En su última aparición pública, el 1° de octubre del año de su muerte en la plaza de Oriente, el caudillo, con sus últimas fuerzas, se acordó de sus enemigos :«No olvidéis –dijo‒ que los enemigos de España y de la civilización cristiana están alerta; mantened la unidad de estas tierras exaltando la rica multiplicidad de sus regiones como fuente de la fortaleza de la unidad de la patria».
Con su deceso comenzaba la llamada «transición», una democracia controlada dentro de los límites del mismo régimen que abrió un período de enfrentamientos internos entre sus propios partidarios. Recién en 1978 el nuevo modelo se consolidó con la aprobación de la Constitución que buscaba legitimar al régimen franquista, modernizándolo.

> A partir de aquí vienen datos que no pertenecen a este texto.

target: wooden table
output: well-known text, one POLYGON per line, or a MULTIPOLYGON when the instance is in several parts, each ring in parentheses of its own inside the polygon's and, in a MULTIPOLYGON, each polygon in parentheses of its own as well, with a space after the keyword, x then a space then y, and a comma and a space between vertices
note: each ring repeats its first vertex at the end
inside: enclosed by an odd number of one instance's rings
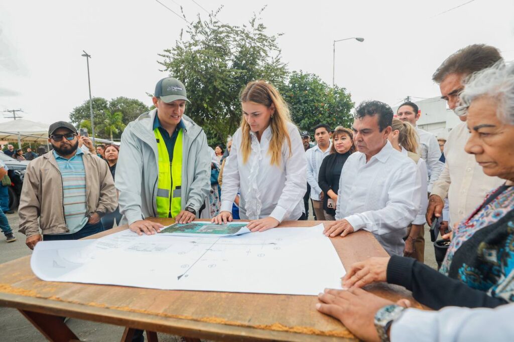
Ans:
MULTIPOLYGON (((172 219, 151 219, 163 224, 172 222, 172 219)), ((306 227, 319 223, 289 221, 280 226, 306 227)), ((88 238, 127 228, 121 226, 88 238)), ((367 232, 331 239, 346 267, 370 257, 387 255, 367 232)), ((137 276, 137 270, 134 274, 137 276)), ((420 307, 403 288, 377 284, 366 289, 393 301, 408 298, 420 307)), ((31 270, 29 256, 0 264, 0 306, 17 309, 48 339, 59 342, 78 339, 63 322, 62 317, 217 340, 354 340, 339 321, 316 310, 317 302, 314 296, 167 291, 43 281, 31 270)), ((125 334, 131 332, 126 329, 125 334)), ((157 340, 155 333, 148 336, 149 340, 157 340)))

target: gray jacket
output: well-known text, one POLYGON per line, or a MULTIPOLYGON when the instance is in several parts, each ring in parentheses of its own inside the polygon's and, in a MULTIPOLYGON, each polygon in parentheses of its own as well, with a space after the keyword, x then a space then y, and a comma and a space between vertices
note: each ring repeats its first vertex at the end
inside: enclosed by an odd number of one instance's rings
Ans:
MULTIPOLYGON (((141 114, 121 135, 115 183, 122 224, 157 216, 159 158, 152 129, 156 115, 156 109, 141 114)), ((185 115, 182 120, 181 209, 193 208, 197 216, 211 188, 211 156, 204 130, 185 115)))

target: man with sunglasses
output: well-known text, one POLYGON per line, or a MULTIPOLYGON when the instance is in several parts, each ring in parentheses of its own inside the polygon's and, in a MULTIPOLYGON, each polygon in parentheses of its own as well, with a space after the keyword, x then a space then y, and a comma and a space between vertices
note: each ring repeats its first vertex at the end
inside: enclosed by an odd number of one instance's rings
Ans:
MULTIPOLYGON (((430 225, 434 215, 439 217, 442 215, 447 196, 449 226, 451 228, 473 212, 488 192, 503 183, 498 177, 486 176, 474 156, 466 153, 464 145, 470 134, 466 116, 458 110, 458 97, 464 89, 466 78, 501 60, 500 51, 495 47, 484 44, 469 45, 447 58, 432 75, 432 80, 439 84, 441 98, 463 122, 451 130, 445 145, 445 167, 432 185, 427 210, 427 222, 430 225)), ((442 234, 445 234, 446 226, 442 226, 442 234)))
POLYGON ((59 121, 50 125, 48 136, 53 149, 27 166, 18 209, 19 231, 30 249, 42 240, 76 240, 102 232, 101 218, 117 206, 107 163, 78 148, 75 127, 59 121))

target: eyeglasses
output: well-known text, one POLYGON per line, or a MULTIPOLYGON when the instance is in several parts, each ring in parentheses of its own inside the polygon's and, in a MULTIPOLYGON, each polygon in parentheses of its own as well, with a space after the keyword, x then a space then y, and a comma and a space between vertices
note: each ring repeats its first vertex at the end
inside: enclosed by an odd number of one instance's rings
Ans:
POLYGON ((50 137, 52 140, 54 141, 61 141, 63 140, 63 138, 65 138, 66 140, 69 140, 71 141, 71 140, 75 139, 75 137, 77 136, 77 134, 75 133, 70 133, 69 134, 56 134, 54 136, 52 136, 50 137))

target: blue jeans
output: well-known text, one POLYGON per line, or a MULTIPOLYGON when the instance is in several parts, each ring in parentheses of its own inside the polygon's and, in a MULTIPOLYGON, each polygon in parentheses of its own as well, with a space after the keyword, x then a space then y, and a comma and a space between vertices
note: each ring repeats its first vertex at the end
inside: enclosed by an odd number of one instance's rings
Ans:
POLYGON ((86 223, 82 229, 76 233, 71 234, 45 234, 43 236, 43 241, 55 241, 56 240, 78 240, 83 237, 86 237, 97 233, 101 233, 104 231, 102 220, 98 223, 91 224, 86 223))
POLYGON ((0 229, 2 229, 2 232, 6 236, 7 236, 7 234, 12 233, 11 226, 9 225, 9 220, 7 220, 7 217, 5 216, 4 212, 2 210, 0 210, 0 229))
POLYGON ((0 184, 0 209, 2 211, 6 212, 10 210, 9 207, 9 190, 7 186, 0 184))
POLYGON ((119 224, 121 221, 122 215, 120 213, 120 207, 116 208, 116 210, 113 213, 105 214, 105 216, 102 218, 102 223, 103 224, 104 230, 111 229, 114 225, 114 221, 116 221, 116 224, 119 224))

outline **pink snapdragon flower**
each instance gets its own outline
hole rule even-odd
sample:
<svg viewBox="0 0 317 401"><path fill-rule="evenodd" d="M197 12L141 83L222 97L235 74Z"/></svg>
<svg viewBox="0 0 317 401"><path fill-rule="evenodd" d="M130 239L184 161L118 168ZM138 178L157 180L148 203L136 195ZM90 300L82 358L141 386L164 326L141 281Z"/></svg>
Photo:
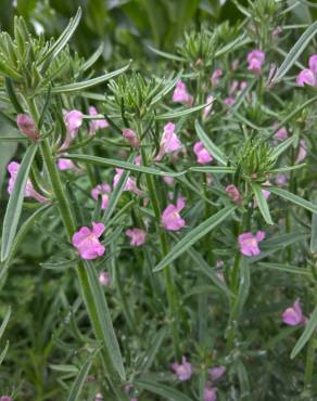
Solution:
<svg viewBox="0 0 317 401"><path fill-rule="evenodd" d="M155 160L160 161L165 154L179 151L180 148L181 142L175 133L175 124L167 122L164 126L164 131L160 143L160 152L155 157Z"/></svg>
<svg viewBox="0 0 317 401"><path fill-rule="evenodd" d="M99 283L103 287L107 287L111 283L111 275L110 272L100 272L99 273Z"/></svg>
<svg viewBox="0 0 317 401"><path fill-rule="evenodd" d="M309 68L301 70L297 76L296 83L299 87L304 87L305 85L317 87L317 54L310 55L308 66Z"/></svg>
<svg viewBox="0 0 317 401"><path fill-rule="evenodd" d="M17 161L11 161L8 165L8 171L11 176L10 179L9 179L9 183L8 183L8 193L9 194L12 194L12 192L13 192L20 166L21 165ZM41 194L39 194L34 189L29 179L27 179L27 181L26 181L26 185L25 185L25 190L24 190L24 196L25 197L33 197L34 199L36 199L37 202L39 202L41 204L46 204L46 203L49 202L49 199L47 197L42 196Z"/></svg>
<svg viewBox="0 0 317 401"><path fill-rule="evenodd" d="M242 203L242 196L236 185L231 184L226 186L226 192L234 204L240 205Z"/></svg>
<svg viewBox="0 0 317 401"><path fill-rule="evenodd" d="M35 121L27 114L18 114L16 117L16 124L20 131L33 141L37 141L39 139Z"/></svg>
<svg viewBox="0 0 317 401"><path fill-rule="evenodd" d="M185 208L185 198L179 197L175 205L167 205L162 214L162 223L165 230L178 231L182 229L186 221L179 216L179 211Z"/></svg>
<svg viewBox="0 0 317 401"><path fill-rule="evenodd" d="M193 103L192 95L188 93L186 85L181 80L176 83L176 88L173 93L173 102L185 103L189 106Z"/></svg>
<svg viewBox="0 0 317 401"><path fill-rule="evenodd" d="M240 253L244 256L257 256L261 254L258 243L265 238L264 231L257 231L255 235L252 233L243 233L238 237Z"/></svg>
<svg viewBox="0 0 317 401"><path fill-rule="evenodd" d="M98 116L98 111L96 107L89 107L89 115L90 116ZM92 137L99 129L103 129L109 127L109 122L105 119L93 119L90 121L89 125L89 135Z"/></svg>
<svg viewBox="0 0 317 401"><path fill-rule="evenodd" d="M306 324L307 318L303 315L300 299L296 299L294 305L282 313L283 323L289 326L296 326L297 324Z"/></svg>
<svg viewBox="0 0 317 401"><path fill-rule="evenodd" d="M248 69L255 75L259 75L262 65L265 62L265 53L261 50L253 50L248 54L246 61L249 63Z"/></svg>
<svg viewBox="0 0 317 401"><path fill-rule="evenodd" d="M99 184L91 191L91 196L94 200L98 200L98 196L101 195L101 208L105 209L109 204L109 197L111 193L111 186L107 183Z"/></svg>
<svg viewBox="0 0 317 401"><path fill-rule="evenodd" d="M140 141L135 131L129 128L125 128L123 129L123 135L131 147L139 148Z"/></svg>
<svg viewBox="0 0 317 401"><path fill-rule="evenodd" d="M224 72L220 68L217 68L213 72L212 77L211 77L211 82L212 82L213 88L215 88L219 83L219 80L223 77L223 74Z"/></svg>
<svg viewBox="0 0 317 401"><path fill-rule="evenodd" d="M144 244L147 238L147 232L141 229L129 229L126 231L128 237L131 238L130 245L131 246L141 246Z"/></svg>
<svg viewBox="0 0 317 401"><path fill-rule="evenodd" d="M187 362L186 357L182 357L181 363L173 363L172 368L180 381L186 381L191 378L192 366L191 363Z"/></svg>
<svg viewBox="0 0 317 401"><path fill-rule="evenodd" d="M121 177L124 172L124 170L122 168L116 168L115 171L116 171L116 174L114 176L114 179L113 179L113 186L116 186L118 184L119 179L121 179ZM134 178L128 178L127 179L126 186L125 186L124 191L131 191L136 195L142 195L143 194L143 191L138 189L137 182Z"/></svg>
<svg viewBox="0 0 317 401"><path fill-rule="evenodd" d="M202 142L195 142L193 145L193 153L196 155L196 161L200 165L207 165L213 161L214 157L210 155Z"/></svg>
<svg viewBox="0 0 317 401"><path fill-rule="evenodd" d="M92 230L81 227L73 235L73 245L78 249L81 259L92 260L104 254L105 248L99 241L104 230L102 223L92 222Z"/></svg>

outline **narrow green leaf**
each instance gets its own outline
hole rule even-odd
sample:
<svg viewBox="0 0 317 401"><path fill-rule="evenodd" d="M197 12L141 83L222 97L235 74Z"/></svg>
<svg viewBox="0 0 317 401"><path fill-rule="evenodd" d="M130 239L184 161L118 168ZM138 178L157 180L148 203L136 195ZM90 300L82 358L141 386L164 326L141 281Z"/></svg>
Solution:
<svg viewBox="0 0 317 401"><path fill-rule="evenodd" d="M266 198L262 192L262 187L259 184L255 183L255 182L252 182L251 183L251 187L252 187L252 191L255 195L255 199L256 199L256 203L257 203L257 206L258 206L258 209L264 218L264 220L268 223L268 224L274 224L272 220L271 220L271 217L270 217L270 212L269 212L269 208L268 208L268 205L267 205L267 202L266 202Z"/></svg>
<svg viewBox="0 0 317 401"><path fill-rule="evenodd" d="M295 61L303 53L310 39L315 36L317 31L317 21L312 24L296 41L293 48L290 50L282 65L278 68L275 76L271 79L271 83L276 83L282 79L282 77L288 73L288 70L293 66Z"/></svg>
<svg viewBox="0 0 317 401"><path fill-rule="evenodd" d="M106 80L116 77L119 74L123 74L130 67L130 63L125 65L124 67L116 69L112 73L104 74L97 78L87 79L86 81L81 82L75 82L75 83L68 83L63 85L61 87L54 87L52 88L52 93L68 93L68 92L76 92L81 91L86 88L94 87L96 85L105 82Z"/></svg>
<svg viewBox="0 0 317 401"><path fill-rule="evenodd" d="M301 337L299 338L299 341L295 344L295 347L292 350L291 359L294 359L296 354L305 347L306 342L314 335L316 327L317 327L317 305L314 309L312 316L309 318L305 326L303 334L301 335Z"/></svg>
<svg viewBox="0 0 317 401"><path fill-rule="evenodd" d="M189 247L196 243L200 238L206 235L210 231L223 222L229 215L233 212L236 206L227 206L217 214L210 217L200 225L191 230L182 240L180 240L174 248L165 256L163 260L154 268L154 272L164 269L170 264L175 259L182 255Z"/></svg>
<svg viewBox="0 0 317 401"><path fill-rule="evenodd" d="M287 200L292 202L295 205L302 206L305 209L313 211L313 214L317 214L317 205L312 204L310 202L303 199L302 197L292 194L289 191L282 190L276 186L268 186L267 187L272 194L283 197Z"/></svg>
<svg viewBox="0 0 317 401"><path fill-rule="evenodd" d="M33 143L27 148L16 176L14 189L12 191L12 194L10 195L3 220L1 261L4 261L8 258L14 241L17 223L22 211L26 181L38 145L36 143Z"/></svg>
<svg viewBox="0 0 317 401"><path fill-rule="evenodd" d="M223 151L220 151L219 147L217 147L214 144L214 142L210 139L210 137L205 133L205 131L202 129L201 125L199 124L199 120L194 121L194 128L195 128L195 132L199 139L205 145L210 154L214 156L215 159L220 163L220 165L227 166L227 157L225 156Z"/></svg>

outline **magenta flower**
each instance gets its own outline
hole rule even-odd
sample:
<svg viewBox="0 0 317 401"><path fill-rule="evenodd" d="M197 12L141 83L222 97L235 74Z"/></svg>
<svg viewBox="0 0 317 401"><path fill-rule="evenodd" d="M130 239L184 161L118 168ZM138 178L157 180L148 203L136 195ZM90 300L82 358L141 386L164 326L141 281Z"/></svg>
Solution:
<svg viewBox="0 0 317 401"><path fill-rule="evenodd" d="M89 115L97 116L98 115L97 108L93 106L90 106ZM103 129L106 127L109 127L109 122L105 119L93 119L90 121L90 125L89 125L89 135L92 137L99 129Z"/></svg>
<svg viewBox="0 0 317 401"><path fill-rule="evenodd" d="M308 60L309 68L301 70L297 76L296 83L299 87L308 85L309 87L317 87L317 54L314 54Z"/></svg>
<svg viewBox="0 0 317 401"><path fill-rule="evenodd" d="M103 287L107 287L111 283L111 275L109 272L100 272L99 273L99 283L103 286Z"/></svg>
<svg viewBox="0 0 317 401"><path fill-rule="evenodd" d="M73 235L73 245L78 249L81 259L92 260L102 256L105 251L99 237L104 232L104 225L99 222L92 222L92 230L81 227Z"/></svg>
<svg viewBox="0 0 317 401"><path fill-rule="evenodd" d="M188 93L186 85L181 80L176 83L176 88L173 93L173 102L185 103L189 106L193 103L192 95Z"/></svg>
<svg viewBox="0 0 317 401"><path fill-rule="evenodd" d="M160 143L160 152L155 160L161 160L165 154L179 151L180 148L181 142L175 133L175 124L167 122L164 126L164 131Z"/></svg>
<svg viewBox="0 0 317 401"><path fill-rule="evenodd" d="M140 141L135 131L129 128L125 128L123 129L123 135L131 147L139 148Z"/></svg>
<svg viewBox="0 0 317 401"><path fill-rule="evenodd" d="M226 186L226 192L228 196L234 202L234 204L237 205L241 204L242 196L236 185L231 184Z"/></svg>
<svg viewBox="0 0 317 401"><path fill-rule="evenodd" d="M116 174L113 179L113 186L116 186L119 182L119 179L124 172L122 168L116 168ZM143 195L143 191L139 190L137 186L137 182L134 178L128 178L126 182L126 186L124 191L130 191L134 192L136 195Z"/></svg>
<svg viewBox="0 0 317 401"><path fill-rule="evenodd" d="M35 121L27 114L18 114L16 117L16 124L22 133L29 139L37 141L39 133L36 129Z"/></svg>
<svg viewBox="0 0 317 401"><path fill-rule="evenodd" d="M167 205L162 214L162 223L165 230L178 231L186 224L185 220L179 216L179 211L185 208L185 198L179 197L177 204Z"/></svg>
<svg viewBox="0 0 317 401"><path fill-rule="evenodd" d="M221 378L226 373L226 366L224 365L218 365L212 368L208 368L208 375L211 376L211 379L213 381L218 380Z"/></svg>
<svg viewBox="0 0 317 401"><path fill-rule="evenodd" d="M101 208L105 209L109 204L109 197L111 193L111 186L107 183L103 183L94 186L91 191L91 196L94 200L98 200L98 196L101 196Z"/></svg>
<svg viewBox="0 0 317 401"><path fill-rule="evenodd" d="M261 254L258 243L265 238L264 231L257 231L255 235L252 233L243 233L238 237L240 251L245 256L257 256Z"/></svg>
<svg viewBox="0 0 317 401"><path fill-rule="evenodd" d="M131 246L141 246L145 242L147 232L141 229L130 229L126 231L128 237L131 238Z"/></svg>
<svg viewBox="0 0 317 401"><path fill-rule="evenodd" d="M299 299L295 300L292 307L283 311L282 321L289 326L296 326L297 324L306 324L307 318L303 315Z"/></svg>
<svg viewBox="0 0 317 401"><path fill-rule="evenodd" d="M248 69L253 74L259 75L263 63L265 62L265 53L261 50L253 50L246 56Z"/></svg>
<svg viewBox="0 0 317 401"><path fill-rule="evenodd" d="M218 68L218 69L215 69L212 74L212 77L211 77L211 82L212 82L212 86L213 88L216 87L218 83L219 83L219 80L223 76L223 69Z"/></svg>
<svg viewBox="0 0 317 401"><path fill-rule="evenodd" d="M207 165L213 161L214 157L210 155L202 142L195 142L193 145L193 153L196 155L196 161L200 165Z"/></svg>
<svg viewBox="0 0 317 401"><path fill-rule="evenodd" d="M186 357L182 357L181 363L173 363L172 368L180 381L186 381L191 378L192 366L187 362Z"/></svg>

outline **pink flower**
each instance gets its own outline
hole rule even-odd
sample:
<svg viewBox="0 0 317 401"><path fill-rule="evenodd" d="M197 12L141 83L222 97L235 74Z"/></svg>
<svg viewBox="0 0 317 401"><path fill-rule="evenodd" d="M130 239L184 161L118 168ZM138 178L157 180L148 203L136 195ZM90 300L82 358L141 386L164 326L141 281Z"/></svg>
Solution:
<svg viewBox="0 0 317 401"><path fill-rule="evenodd" d="M96 107L89 107L89 115L90 116L98 116L98 111ZM89 135L92 137L94 133L102 128L109 127L109 122L105 119L93 119L90 121L89 125Z"/></svg>
<svg viewBox="0 0 317 401"><path fill-rule="evenodd" d="M103 286L103 287L107 287L109 284L111 283L111 275L109 272L100 272L99 273L99 283Z"/></svg>
<svg viewBox="0 0 317 401"><path fill-rule="evenodd" d="M92 222L92 230L81 227L73 235L73 245L78 249L81 259L92 260L104 254L105 248L99 241L103 232L102 223Z"/></svg>
<svg viewBox="0 0 317 401"><path fill-rule="evenodd" d="M125 128L123 129L123 135L130 146L134 148L139 148L140 141L135 131L129 128Z"/></svg>
<svg viewBox="0 0 317 401"><path fill-rule="evenodd" d="M216 401L217 400L217 389L212 387L210 383L206 383L204 388L204 401Z"/></svg>
<svg viewBox="0 0 317 401"><path fill-rule="evenodd" d="M234 202L234 204L239 205L242 202L242 196L236 185L228 185L226 186L226 192L228 196Z"/></svg>
<svg viewBox="0 0 317 401"><path fill-rule="evenodd" d="M263 63L265 62L265 53L261 50L253 50L246 56L249 63L248 69L252 70L253 74L259 75Z"/></svg>
<svg viewBox="0 0 317 401"><path fill-rule="evenodd" d="M8 193L12 194L14 185L15 185L15 180L17 177L17 172L20 169L20 163L17 161L11 161L8 165L8 171L10 173L10 179L8 183ZM41 204L46 204L49 202L49 199L41 194L39 194L33 186L31 182L29 179L26 181L25 190L24 190L24 196L25 197L33 197L36 200L40 202Z"/></svg>
<svg viewBox="0 0 317 401"><path fill-rule="evenodd" d="M195 142L193 145L193 153L196 155L196 161L200 165L207 165L213 161L213 156L210 155L208 151L204 147L202 142Z"/></svg>
<svg viewBox="0 0 317 401"><path fill-rule="evenodd" d="M193 98L188 93L186 85L181 80L176 83L176 88L173 93L173 102L185 103L189 106L192 105Z"/></svg>
<svg viewBox="0 0 317 401"><path fill-rule="evenodd" d="M116 168L115 170L116 170L116 174L114 176L114 179L113 179L113 186L116 186L118 184L119 179L121 179L121 177L124 172L124 170L122 168ZM124 191L131 191L136 195L142 195L143 194L143 192L138 189L137 182L134 178L128 178L127 179L126 186L125 186Z"/></svg>
<svg viewBox="0 0 317 401"><path fill-rule="evenodd" d="M216 87L219 83L219 80L220 80L223 74L224 74L223 69L220 69L220 68L214 70L214 73L211 77L211 82L212 82L213 88Z"/></svg>
<svg viewBox="0 0 317 401"><path fill-rule="evenodd" d="M187 362L186 357L182 357L181 363L173 363L172 368L180 381L186 381L191 378L192 366Z"/></svg>
<svg viewBox="0 0 317 401"><path fill-rule="evenodd" d="M91 196L93 197L94 200L98 200L98 196L101 195L101 199L102 199L101 208L105 209L107 207L110 193L111 193L111 186L107 183L103 183L103 184L97 185L91 191Z"/></svg>
<svg viewBox="0 0 317 401"><path fill-rule="evenodd" d="M289 326L296 326L297 324L306 324L307 318L303 315L299 299L295 300L292 307L283 311L282 321Z"/></svg>
<svg viewBox="0 0 317 401"><path fill-rule="evenodd" d="M144 230L141 229L130 229L126 231L127 236L131 238L130 245L131 246L140 246L144 244L147 233Z"/></svg>
<svg viewBox="0 0 317 401"><path fill-rule="evenodd" d="M211 376L211 379L213 381L216 381L219 378L221 378L225 375L225 373L226 373L226 366L224 366L224 365L219 365L219 366L208 368L208 375Z"/></svg>
<svg viewBox="0 0 317 401"><path fill-rule="evenodd" d="M29 139L37 141L39 133L36 129L35 121L27 114L18 114L16 117L16 124L22 133Z"/></svg>
<svg viewBox="0 0 317 401"><path fill-rule="evenodd" d="M160 152L155 157L155 160L158 161L165 154L179 151L180 148L181 142L175 133L175 124L167 122L164 126L164 131L160 143Z"/></svg>
<svg viewBox="0 0 317 401"><path fill-rule="evenodd" d="M186 224L185 220L179 216L179 211L185 208L185 198L179 197L177 204L169 204L162 214L162 223L165 230L178 231Z"/></svg>
<svg viewBox="0 0 317 401"><path fill-rule="evenodd" d="M261 254L258 243L265 238L264 231L257 231L256 235L243 233L238 237L240 251L245 256L257 256Z"/></svg>
<svg viewBox="0 0 317 401"><path fill-rule="evenodd" d="M299 148L299 153L297 153L297 157L296 157L295 163L303 161L306 156L307 156L307 144L306 144L306 141L304 139L301 139L300 148Z"/></svg>
<svg viewBox="0 0 317 401"><path fill-rule="evenodd" d="M303 69L296 78L299 87L308 85L309 87L317 87L317 54L314 54L308 60L309 69Z"/></svg>

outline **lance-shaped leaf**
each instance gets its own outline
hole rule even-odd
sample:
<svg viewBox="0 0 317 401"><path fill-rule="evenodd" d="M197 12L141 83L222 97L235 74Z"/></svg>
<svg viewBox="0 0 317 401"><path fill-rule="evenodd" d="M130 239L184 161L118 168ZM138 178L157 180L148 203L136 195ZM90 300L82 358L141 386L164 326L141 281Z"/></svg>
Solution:
<svg viewBox="0 0 317 401"><path fill-rule="evenodd" d="M12 247L12 243L14 241L17 223L22 211L26 182L37 148L38 145L36 143L33 143L26 151L7 206L2 230L1 261L8 258L10 249Z"/></svg>
<svg viewBox="0 0 317 401"><path fill-rule="evenodd" d="M272 220L271 220L271 217L270 217L270 212L269 212L269 208L268 208L268 205L267 205L267 202L266 202L266 198L263 194L263 191L262 191L262 187L261 185L258 185L257 183L255 182L252 182L251 183L251 187L252 187L252 191L254 193L254 196L255 196L255 199L256 199L256 203L257 203L257 206L258 206L258 209L264 218L264 220L268 223L268 224L274 224Z"/></svg>
<svg viewBox="0 0 317 401"><path fill-rule="evenodd" d="M188 250L193 244L206 235L210 231L220 224L229 215L233 212L236 206L227 206L217 214L210 217L200 225L191 230L182 240L180 240L174 248L165 256L163 260L154 268L154 272L164 269L172 263L180 255Z"/></svg>
<svg viewBox="0 0 317 401"><path fill-rule="evenodd" d="M217 161L219 161L220 165L227 166L227 157L223 153L223 151L217 147L214 142L210 139L210 137L205 133L205 131L202 129L201 125L199 124L199 120L194 121L194 128L195 132L198 134L198 138L202 141L205 148L210 152L212 156L215 157Z"/></svg>

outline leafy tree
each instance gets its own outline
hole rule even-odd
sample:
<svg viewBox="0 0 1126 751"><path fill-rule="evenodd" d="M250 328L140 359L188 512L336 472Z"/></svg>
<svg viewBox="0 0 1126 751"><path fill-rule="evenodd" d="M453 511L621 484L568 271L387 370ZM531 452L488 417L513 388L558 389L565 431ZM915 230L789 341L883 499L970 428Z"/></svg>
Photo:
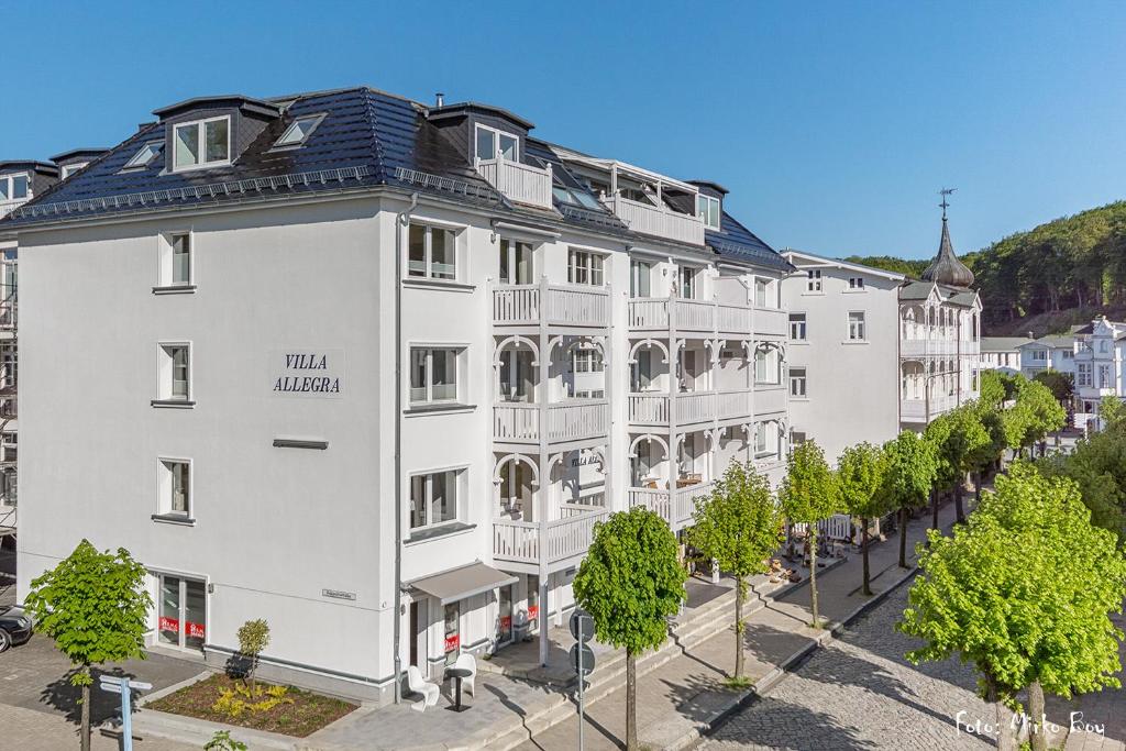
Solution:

Joan Garcés, quien fuera asesor político del presidente chileno Salvador Allende, señaló con claridad: «El actual edificio español se asienta sobre el no cuestionamiento a la dictadura ni en su dimensión moral, política, histórica y, por supuesto, tampoco judicial. En Italia, la Constitución postfascista tiene como base el rechazo explícito al régimen de Mussolini. Sucedió igual en Francia, Alemania, Portugal o Grecia. España es el único país donde no se vivió ese proceso». La investigación del juez Baltasar Garzón sobre los crímenes franquistas fue declarada nula por la amañada Justicia ibérica, pero logró documentar una realidad: hay 114.226 desaparecidos por el régimen, asesinados y sepultados en cunetas y caminos, lo cual convierte a España en el segundo país del mundo, tras Camboya, con mayor número de personas víctimas de desapariciones forzadas cuyos restos no han sido recuperados ni identificados.